僕は顔を真っ赤にして「うっさい!ちょっとしたミステイクだ!」っと・・・すぐさま、二人の時間はあの頃の二人に戻っていた。


コンビニを出ると僕達は肩を並べ空を見上げた。


「・・・傘、入ってく?」


「おう!駅までヨロシク♪」


一つの傘で寄り添う二人。由美はしばらく見ない間にとても綺麗になり・・・冷たい雨の中、ときどき触れる腕のぬくもりに僕は言葉を失った。



祐二は車窓に流れる景色をぼんやり眺めていた。

電車はガタゴトと、いつもと変わらないリズムで僕を運んでくれる。


窓の外には春先の冷たい雨が降っていた。

電車内にも、色とりどりの傘が並んでる

祐二はその中で、見覚えのある傘を見つけ彼女の事を思い出していた。


僕の家に忘れて置きっぱなしの青い傘。

捨てる事も出来ずに、思い出と一緒に置きっぱなしの傘。


そう言えば、今は仕事の為に乗るこの電車も数年前は彼女に会うために乗っていたな。

あの頃は、2時間と少しの時間をかけて彼女が暮す街へと向かっていた。


僕は地元で就職をして、彼女は都内の大学に通い始めて遠距離恋愛になり・・・

2年くらいはお互い、頑張って来れたんだけど・・・やはり、逢いたい時に逢えない恋に、まだ若かった僕には耐え切れなかった。「少し距離を置こう・・・」と、言ったまま時間だけが流れて

彼女には、「さよなら」の言葉さえハッキリと言えずに・・・自然消滅。

今は何処で暮しているかも解らない。携帯のアドレスは消せないまま、かと言ってその番号に電話をかける勇気も僕には無かった。

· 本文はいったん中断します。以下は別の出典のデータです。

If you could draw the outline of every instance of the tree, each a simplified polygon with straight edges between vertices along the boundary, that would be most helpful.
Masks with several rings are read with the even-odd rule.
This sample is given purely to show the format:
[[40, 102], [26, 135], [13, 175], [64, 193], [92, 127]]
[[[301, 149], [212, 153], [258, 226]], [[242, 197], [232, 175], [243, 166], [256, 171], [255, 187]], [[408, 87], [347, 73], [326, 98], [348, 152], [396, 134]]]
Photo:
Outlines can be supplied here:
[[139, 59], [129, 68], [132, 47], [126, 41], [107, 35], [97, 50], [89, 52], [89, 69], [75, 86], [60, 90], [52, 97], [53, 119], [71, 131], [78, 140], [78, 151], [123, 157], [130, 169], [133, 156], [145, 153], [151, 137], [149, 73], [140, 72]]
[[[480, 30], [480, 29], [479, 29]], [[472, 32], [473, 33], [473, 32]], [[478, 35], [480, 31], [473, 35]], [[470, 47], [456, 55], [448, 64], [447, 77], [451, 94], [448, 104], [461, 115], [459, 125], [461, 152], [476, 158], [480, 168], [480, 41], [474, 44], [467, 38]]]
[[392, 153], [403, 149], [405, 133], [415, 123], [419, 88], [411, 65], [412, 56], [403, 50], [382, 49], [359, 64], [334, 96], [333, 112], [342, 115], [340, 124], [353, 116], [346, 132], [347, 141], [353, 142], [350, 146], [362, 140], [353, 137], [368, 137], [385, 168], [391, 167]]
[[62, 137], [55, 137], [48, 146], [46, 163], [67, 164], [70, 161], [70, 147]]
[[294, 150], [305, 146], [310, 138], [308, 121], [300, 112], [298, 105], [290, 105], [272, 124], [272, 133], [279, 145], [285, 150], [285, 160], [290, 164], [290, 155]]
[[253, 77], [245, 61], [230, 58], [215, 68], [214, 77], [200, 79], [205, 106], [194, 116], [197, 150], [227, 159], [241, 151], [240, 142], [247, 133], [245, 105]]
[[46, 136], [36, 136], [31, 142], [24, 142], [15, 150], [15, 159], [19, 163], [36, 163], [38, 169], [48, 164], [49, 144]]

知人の噂では、彼女は大学を卒業後そのまま都内で仕事を見つけ元気にやってる事は聞いていた。


正直僕も仕事とは言え、都内に行くたびに何処かで彼女に偶然逢えるんじゃないか・・・なんて事を期待していたが、逢った処で何を話していいのか、どんな顔で彼女に接したらいいのか解らないでいる。


駅の改札を出ると傘の花が次々と開いては動きだす。

僕も手持ちの傘を広げて足元の水たまりを避けながら取引先へと向かった。